Learning the basics of the local language is a great way to show respect and break down barriers. Plus a smile, a wave, and a friendly attitude can break down any barrier where language isn’t understood.
Get a phrase book, or an app, and make the effort to learn at least a few basic phrases.
It can make life easier for you, you’ll immerse yourself more in the culture, and the locals will respect you more.
7. Travel In Your Own Backyard
If you can’t afford to travel overseas or out of state, if you don’t have the time to go away for more than a few days or the thought of traveling makes you nervous, start off by traveling in your own backyard.
You don’t have to be rich to travel and it doesn’t have to involve long flights.
A great way to bring more travel into your life is simply by exploring new areas in your home city or state.
Start off by taking a day trip to a nearby town or a weekend getaway to the coast or mountains. Or simply explore your own town with new eyes.
- Visit a new cafe or market
- Go kayaking in a nearby river
- Climb a new mountain
- Visit a different park or beach.
- Grab a drink at a different bar
- Walk around a different neigborhood
After a while, you’ll be looking for bigger and longer adventures.

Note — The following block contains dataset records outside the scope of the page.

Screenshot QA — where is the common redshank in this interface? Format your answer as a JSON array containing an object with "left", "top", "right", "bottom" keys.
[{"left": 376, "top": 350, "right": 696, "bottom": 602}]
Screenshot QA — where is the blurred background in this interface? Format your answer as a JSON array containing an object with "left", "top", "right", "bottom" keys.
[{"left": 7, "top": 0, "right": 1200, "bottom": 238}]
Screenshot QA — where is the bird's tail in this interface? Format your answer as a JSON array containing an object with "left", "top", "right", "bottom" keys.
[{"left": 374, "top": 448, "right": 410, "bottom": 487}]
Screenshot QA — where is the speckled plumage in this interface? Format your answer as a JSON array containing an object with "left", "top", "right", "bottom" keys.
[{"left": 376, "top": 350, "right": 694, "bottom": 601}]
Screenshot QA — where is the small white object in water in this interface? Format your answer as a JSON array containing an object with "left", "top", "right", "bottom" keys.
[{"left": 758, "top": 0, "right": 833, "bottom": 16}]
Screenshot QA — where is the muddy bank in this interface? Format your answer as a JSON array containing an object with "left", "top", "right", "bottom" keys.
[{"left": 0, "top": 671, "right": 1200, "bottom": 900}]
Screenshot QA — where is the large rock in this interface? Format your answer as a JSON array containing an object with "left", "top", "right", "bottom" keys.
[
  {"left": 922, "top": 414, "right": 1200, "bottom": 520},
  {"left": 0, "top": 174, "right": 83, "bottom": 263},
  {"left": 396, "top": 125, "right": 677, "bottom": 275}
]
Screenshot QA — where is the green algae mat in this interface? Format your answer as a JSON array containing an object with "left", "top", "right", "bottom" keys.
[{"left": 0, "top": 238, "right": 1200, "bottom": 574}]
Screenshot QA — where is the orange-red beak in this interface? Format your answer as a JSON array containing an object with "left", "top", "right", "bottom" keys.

This strategy is one of the most overlooked and cheapest ways of bringing more travel into your life.
The benefits of local travel include:
- Less planning
- Less packing
- Les time away
- No jet lag or burnout
- Usually cheaper
8. Do the FREE Stuff
If saving money when you travel is a focus for you, then one of our best budget travel tips is to seek out all the free things to do.
Most of the time the best experiences in life are free, or extremely low cost.
There is absolute joy in the simplest of moments, such as swinging in a hammock while watching the sunset over the horizon.
Other free things:
- Take a walk or bike ride
- Swim at the beach or lake
- Climb a mountain
- Catch a magnificent sunrise
- Attend museums or tourist sites on free days or when they are discounted
- Play in the park
- Visit a market
- See a street fair or cultural event
We LOVE walking. It’s one of the best ways to get to know and appreciate wherever you are instead of racing around by car.
When you walk around you have time to stop and marvel at all the nooks and crannies.
You are better able to soak up the atmosphere and feel the energy. And walking is FREE and good for your health!
And walking is FREE and good for your health!
9. Stay in Apartments or Airbnb (and share the costs)
This is one of our favorite vacation tips!
Depending on the length of our trip and the destination, we tend to chop and change between accommodation styles.
If we are planning a trip that is longer than a weekend getaway, we prefer to stay in apartments or an Airbnb.
They offer several benefits:
- Access to a full kitchen (saves money on eating out)
- Separate bedrooms from the living room (easier to get the kids to sleep)
- You have your own laundry.
- You can book a 3 or 4-bed apartment and split the costs with another family or friends.
These extra facilities on a long stay can make your trip so much more enjoyable.
Apartments and Airbnb are also typically cheaper and more practical than a hotel – especially for families or small groups.
But if it’s only a short city stay, or we’re just traveling as a couple, we’re happy to stay in a hotel.
10. Talk to the Locals
One of our best travel tips and what we always do is talk to the locals!
They usually have the best travel advice and insider knowledge on what to see, do and eat in their own town.
It’s truly amazing what you will learn by striking up a casual conversation.
We ask simple questions like:
- Where can we get the best coffee?
- Where is the best spot to see the sunrise?
- What are the top three things you would show a friend from out of town?
You’ll find that the locals love sharing travel info and stories about their town and are more than happy to help you have a memorable visit!
Some of the best locals to talk to are those working behind the front desk in your hotel, or the bell boy. We always ask them for tips on where to eat, drink and explore.